Im Fußball, im Glauben, in der Werbung sprechen sich Leute "vom Fach" für Offenheit, Authentizität, Emotionalität, Transparenz, Kommunikation aus. Das ist, was auch ich möchte. Weg von abgehobenem Autoritätentum, weg vom Kontakt zu Dingen, hin zum Kontakt zu Menschen, ehrlich sein, emotional sein dürfen, ich sein. Unerwartete Lösungen auf bestehende Probleme finden. Ideen interessanter finden als Erfahrungen. Damit sich was bewegt.

Vor kurzem hatte ich eine Situation, da sagte jemand zu mir "Wir müssen reden". Für mich war der Zeitpunkt des Redens vorbei. Abgelaufen. Meine Entscheidung war gefallen und vom Gespräch erwartete ich nicht Verständnis und Akzeptanz, sondern Vorwurf und den Versuch mich zu überreden, dass ich meine Meinung ändere. Irgendwann aber sind die Dinge klar und bedürfen keinerlei Rechtfertigung mehr. Dann geht es nur noch um Akzeptanz, denn das Verstehen von Entscheidungen ist nicht immer möglich. Entscheidungen stehen am Ende eines Prozesses. Den Prozess durchläuft man persönlich.
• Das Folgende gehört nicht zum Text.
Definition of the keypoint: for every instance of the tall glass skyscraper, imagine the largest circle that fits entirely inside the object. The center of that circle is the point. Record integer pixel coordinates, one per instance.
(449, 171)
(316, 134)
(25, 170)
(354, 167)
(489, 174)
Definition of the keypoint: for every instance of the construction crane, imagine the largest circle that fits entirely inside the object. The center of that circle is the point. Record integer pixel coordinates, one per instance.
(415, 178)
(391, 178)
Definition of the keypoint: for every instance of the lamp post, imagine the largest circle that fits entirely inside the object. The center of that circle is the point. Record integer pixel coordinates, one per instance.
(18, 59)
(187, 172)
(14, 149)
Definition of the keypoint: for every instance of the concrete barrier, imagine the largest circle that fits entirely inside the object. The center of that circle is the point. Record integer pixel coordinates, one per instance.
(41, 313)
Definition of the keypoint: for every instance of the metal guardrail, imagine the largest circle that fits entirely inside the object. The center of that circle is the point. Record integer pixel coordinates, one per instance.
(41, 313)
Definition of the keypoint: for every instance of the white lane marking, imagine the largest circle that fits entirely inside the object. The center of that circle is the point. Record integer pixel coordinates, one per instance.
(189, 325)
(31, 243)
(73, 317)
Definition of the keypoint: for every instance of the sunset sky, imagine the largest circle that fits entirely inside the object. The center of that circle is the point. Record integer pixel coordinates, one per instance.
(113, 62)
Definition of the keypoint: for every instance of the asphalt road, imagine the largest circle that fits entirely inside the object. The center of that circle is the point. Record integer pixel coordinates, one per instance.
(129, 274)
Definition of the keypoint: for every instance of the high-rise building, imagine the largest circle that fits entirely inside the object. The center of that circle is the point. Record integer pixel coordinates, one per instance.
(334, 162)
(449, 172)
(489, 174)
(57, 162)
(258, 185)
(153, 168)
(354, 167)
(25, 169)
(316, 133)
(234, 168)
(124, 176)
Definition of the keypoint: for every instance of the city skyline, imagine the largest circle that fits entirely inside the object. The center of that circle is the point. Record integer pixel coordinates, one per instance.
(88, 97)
Gestern stand ich vor den beiden großen Papiermülltonnen, die für unseren Bürokomplex gedacht sind. Die Tonnen quollen über mit Umverpackungspappe. Keine Chance mehr meinen Alltagsbüropapierkram unterzubringen. In unserem Bürohaus gibt es einen neuen Mieter. Eine Praxis. Mit der Praxisinhaberin gab es bereits einige kleine Scharmützel. Nicht persönlich, sondern per E-Mail über die Hausverwaltung. Geändert hat sich nichts. Die Umverpackungspappen waren auf die Praxis adressiert. Ich war sauer. Als ich abends unser Büro verließ, brannte noch Licht in der Praxis und ich dachte mir "Ich klingel jetzt und sag es persönlich", denn ich will Kommunikation, Mut, Offenheit und Ehrlichkeit. Aber da wurde mir klar, dass mein Zustand an Emotionalität nicht der Sache dienen würde. Denn Kommunikation braucht Ausgeglichenheit.
Also nehme ich heute all meinen Mut zusammen und klingel an der Praxistür, versuche ausgeglichen mein Problem darzulegen und harre der Dinge, die sich bewegen dürfen. Ich gebe zu, dass mir gerade der Punkt "Ausgeglichenheit" nicht einfach fällt, aber erst darf ich mich bewegen, bevor ich erwarten darf, dass sich andere Dinge bewegen. Auf gehts - wir müssen reden.